Column | Mother with child

My booster, I’m losing count, I have to get near the Kraaiennest metro station in Amsterdam-Zuidoost. In other words, the Bijlmer, as it is still popularly called. It is almost at the end of the metro line from Central Station to Gaasperplas, but the journey time is not too bad – just over twenty minutes.

It is remarkably quiet in the afternoon in the GGD building, I can walk straight to the injection site. I am used to that differently with previous injections in the RAI. Where are my contemporaries? “It was still quite busy this morning,” says the GGD employee. Then she notes: “You come from afar.”

That’s how it feels, because compared to the city center of Amsterdam, you end up in a different world here. As a white Amsterdammer you suddenly belong to a clear minority and you realize that this makes you stand out. The environment looks chilly and unapproachable with the towering blocks of flats around a characterless shopping center. I had been there many times, but never for long.

Last year, the neighborhood was discredited when a 2-year-old toddler was hit by a stray bullet during a shooting at the metro station. There had been more violent incidents since 2019: an exploded hand grenade at a shop, a liquidation, violence between youth gangs. Local residents demonstrated against the violence, Mayor Halsema spoke of structural nuisance with a lot of drug-related crime.

On such a weekday afternoon there is nothing to notice for an outsider. The residents stroll along the shops, around the Taibah Mosque on the Karspeldreef, one of the most striking buildings in Southeast, there is peace.

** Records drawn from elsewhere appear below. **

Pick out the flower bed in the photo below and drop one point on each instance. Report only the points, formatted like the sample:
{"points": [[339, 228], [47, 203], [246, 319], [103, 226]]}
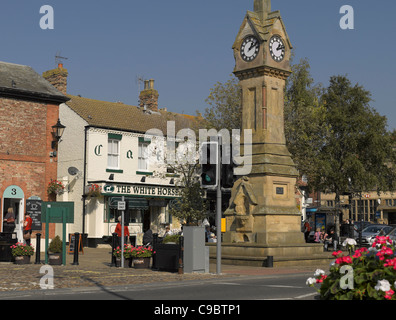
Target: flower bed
{"points": [[364, 274]]}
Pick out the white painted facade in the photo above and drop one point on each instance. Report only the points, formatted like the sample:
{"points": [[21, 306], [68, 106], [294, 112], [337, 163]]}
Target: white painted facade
{"points": [[100, 216]]}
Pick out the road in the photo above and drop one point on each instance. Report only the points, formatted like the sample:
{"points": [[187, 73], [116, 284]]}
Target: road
{"points": [[248, 288]]}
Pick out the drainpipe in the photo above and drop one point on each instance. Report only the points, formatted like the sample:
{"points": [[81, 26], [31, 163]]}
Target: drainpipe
{"points": [[84, 196]]}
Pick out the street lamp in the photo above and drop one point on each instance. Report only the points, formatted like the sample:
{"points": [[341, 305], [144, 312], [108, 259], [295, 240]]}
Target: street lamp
{"points": [[57, 132]]}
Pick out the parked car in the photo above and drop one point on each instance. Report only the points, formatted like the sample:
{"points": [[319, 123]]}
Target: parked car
{"points": [[370, 232]]}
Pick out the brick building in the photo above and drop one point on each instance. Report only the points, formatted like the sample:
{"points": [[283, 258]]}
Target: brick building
{"points": [[29, 107]]}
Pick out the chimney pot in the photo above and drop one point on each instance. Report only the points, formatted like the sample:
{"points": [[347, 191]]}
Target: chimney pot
{"points": [[149, 96], [151, 83]]}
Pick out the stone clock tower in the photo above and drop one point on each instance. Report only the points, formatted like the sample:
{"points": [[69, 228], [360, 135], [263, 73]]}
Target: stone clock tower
{"points": [[263, 207]]}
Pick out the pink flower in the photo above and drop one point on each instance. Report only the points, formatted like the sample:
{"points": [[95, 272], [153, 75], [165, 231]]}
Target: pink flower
{"points": [[336, 253], [385, 251], [389, 294], [322, 277], [390, 263], [346, 260]]}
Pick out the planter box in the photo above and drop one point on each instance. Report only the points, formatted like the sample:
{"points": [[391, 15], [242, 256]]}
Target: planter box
{"points": [[55, 259], [127, 262], [166, 255], [141, 263], [22, 259]]}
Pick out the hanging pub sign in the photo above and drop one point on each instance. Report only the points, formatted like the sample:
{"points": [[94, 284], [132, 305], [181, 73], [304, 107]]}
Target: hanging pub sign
{"points": [[141, 190], [33, 207]]}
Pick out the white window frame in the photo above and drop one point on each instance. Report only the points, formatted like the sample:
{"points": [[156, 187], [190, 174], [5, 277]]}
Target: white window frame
{"points": [[143, 156], [112, 154]]}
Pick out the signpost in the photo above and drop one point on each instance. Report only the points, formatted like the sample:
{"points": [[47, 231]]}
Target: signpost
{"points": [[33, 207], [57, 212], [121, 205]]}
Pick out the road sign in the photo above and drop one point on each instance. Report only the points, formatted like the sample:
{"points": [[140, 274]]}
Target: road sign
{"points": [[121, 205]]}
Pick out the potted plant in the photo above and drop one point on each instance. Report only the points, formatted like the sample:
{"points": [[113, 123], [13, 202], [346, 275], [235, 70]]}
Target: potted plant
{"points": [[22, 253], [171, 239], [55, 251], [368, 274], [55, 187], [127, 256], [141, 257]]}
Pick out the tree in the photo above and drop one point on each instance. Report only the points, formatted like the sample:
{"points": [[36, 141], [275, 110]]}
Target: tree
{"points": [[225, 111], [357, 151], [305, 127], [191, 206]]}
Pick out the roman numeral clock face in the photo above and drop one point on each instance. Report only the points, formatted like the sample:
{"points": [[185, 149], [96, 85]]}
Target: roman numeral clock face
{"points": [[250, 48], [277, 48]]}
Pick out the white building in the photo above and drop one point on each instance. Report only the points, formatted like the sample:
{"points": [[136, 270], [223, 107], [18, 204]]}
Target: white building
{"points": [[104, 146]]}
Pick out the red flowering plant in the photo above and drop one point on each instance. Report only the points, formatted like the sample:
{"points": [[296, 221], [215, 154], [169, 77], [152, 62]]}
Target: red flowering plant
{"points": [[366, 274], [55, 187], [141, 252], [94, 190], [117, 252], [20, 249]]}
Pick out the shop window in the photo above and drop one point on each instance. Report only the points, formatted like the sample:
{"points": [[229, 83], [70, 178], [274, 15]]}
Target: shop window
{"points": [[143, 156], [135, 215], [113, 154]]}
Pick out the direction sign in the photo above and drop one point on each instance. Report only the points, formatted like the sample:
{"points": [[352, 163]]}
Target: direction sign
{"points": [[121, 205]]}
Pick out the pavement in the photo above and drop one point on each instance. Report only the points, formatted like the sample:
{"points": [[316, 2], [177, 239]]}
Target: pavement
{"points": [[94, 269]]}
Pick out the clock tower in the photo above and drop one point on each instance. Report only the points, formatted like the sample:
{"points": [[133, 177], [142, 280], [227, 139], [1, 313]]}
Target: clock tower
{"points": [[263, 207]]}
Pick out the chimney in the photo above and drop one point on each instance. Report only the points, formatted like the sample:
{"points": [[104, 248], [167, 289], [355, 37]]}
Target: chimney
{"points": [[57, 77], [149, 96]]}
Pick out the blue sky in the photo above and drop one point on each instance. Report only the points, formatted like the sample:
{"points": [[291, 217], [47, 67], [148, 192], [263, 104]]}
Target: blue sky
{"points": [[186, 45]]}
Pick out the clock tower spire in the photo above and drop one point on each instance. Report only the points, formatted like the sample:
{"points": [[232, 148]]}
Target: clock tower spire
{"points": [[262, 8], [262, 52]]}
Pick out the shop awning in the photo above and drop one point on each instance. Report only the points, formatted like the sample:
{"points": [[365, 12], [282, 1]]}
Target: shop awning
{"points": [[133, 203]]}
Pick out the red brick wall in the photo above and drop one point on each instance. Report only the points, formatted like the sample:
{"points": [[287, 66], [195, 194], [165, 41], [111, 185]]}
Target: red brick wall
{"points": [[25, 146]]}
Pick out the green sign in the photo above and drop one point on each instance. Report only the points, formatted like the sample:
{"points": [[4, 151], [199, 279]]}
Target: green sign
{"points": [[55, 211], [13, 192]]}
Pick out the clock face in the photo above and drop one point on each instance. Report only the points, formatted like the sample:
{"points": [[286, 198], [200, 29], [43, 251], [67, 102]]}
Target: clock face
{"points": [[250, 48], [277, 48]]}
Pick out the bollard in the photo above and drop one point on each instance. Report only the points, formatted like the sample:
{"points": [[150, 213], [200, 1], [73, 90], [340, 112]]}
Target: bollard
{"points": [[270, 261], [180, 269], [38, 240], [114, 245], [76, 248], [154, 245]]}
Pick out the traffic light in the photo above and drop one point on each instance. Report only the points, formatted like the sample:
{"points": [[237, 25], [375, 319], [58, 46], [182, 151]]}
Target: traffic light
{"points": [[209, 163], [227, 169]]}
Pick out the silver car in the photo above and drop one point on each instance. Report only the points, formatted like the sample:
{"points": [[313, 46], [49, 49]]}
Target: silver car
{"points": [[370, 232]]}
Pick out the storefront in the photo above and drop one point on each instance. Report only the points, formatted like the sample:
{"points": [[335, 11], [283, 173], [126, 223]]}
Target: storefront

Southeast is still by far the poorest part of Amsterdam. “Many children go to school here with an empty stomach,” said Jerry Afriyie, foreman of Kick Out Zwarte Piet and Bijlmer resident, last year. de Volkskrant. “Their life does not resemble that of other Dutch children. They grow up in inequality. As a result, young people and young adults become sensitive to these gangs.”

That poverty also remains largely invisible to the passer-by, but that will change on the return journey. The subway train at Kraaiennest station is about to leave when a young, dark woman, clad in a white cloak, squeezes in with a pram. There are plenty of free seats, but she prefers the seat next to an older, dark-skinned woman checking her cell phone.

The women look at each other for a moment, the young woman laughs with the warmth that befits a familiar contact, and she pushes the pram in the direction of the other. They know each other, I suppose, they will start a chat. But then I notice the other woman shakes her head briefly and looks at her cell phone again. Not a word is exchanged. The young woman gets up and quickly moves away with her baby. She walks through the entire compartment and gets off at the next stop.

She must have been a beggar, I realize now. I only know mothers who beg with babies, usually on their arms, from abroad. In my mind, I see this woman transferring from one subway train to another for hours on end, always on the hunt for other mothers to endear and captivate with her child—an underground quest for grace.